Pela primeira vez, os explorados, os escravos do trabalho, tomavam o primeiro plano. Em rigor, já antes na literatura portuguesa tal acontecera, com Cesário Verde, Fialho de Almeida, Raul Brandão, ou em época mais recente com Aquilino Ribeiro e Ferreira de Castro.

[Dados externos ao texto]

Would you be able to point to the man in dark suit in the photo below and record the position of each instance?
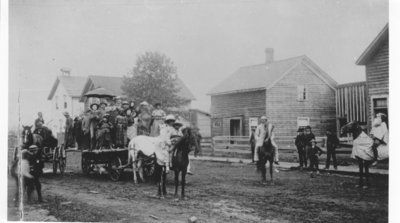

Mas a centralidade social chega com o neo-realismo, com autores como Soeiro Pereira Gomes, Fernando Namora, Mário Dionísio, Carlos de Oliveira, entre tantos outros.
Também a mulher surge em primeiro plano, como ser social, e revelam-se grandes escritoras como Matilde Rosa Araújo, Irene Lisboa, Maria Lamas, esta como autora do admirável livro-reportagem”As mulheres do meu País”.
Concluindo, pode dizer-se que o neo-realismo, divulgado, apesar da repressão policial, por inúmeras publicações e por associações populares, é inseparável da luta contra a ditadura pela liberdade , a emancipação social e os valores democráticos, por uma cultura livre e participada, e que nessa luta o Partido Comunista Português, através dos seus militantes, teve um papel decisivo.
Como movimento transcendeu a época em que se iniciou e, em diferentes formas e linguagens, inspirou novas obras de arte de testemunho político e social.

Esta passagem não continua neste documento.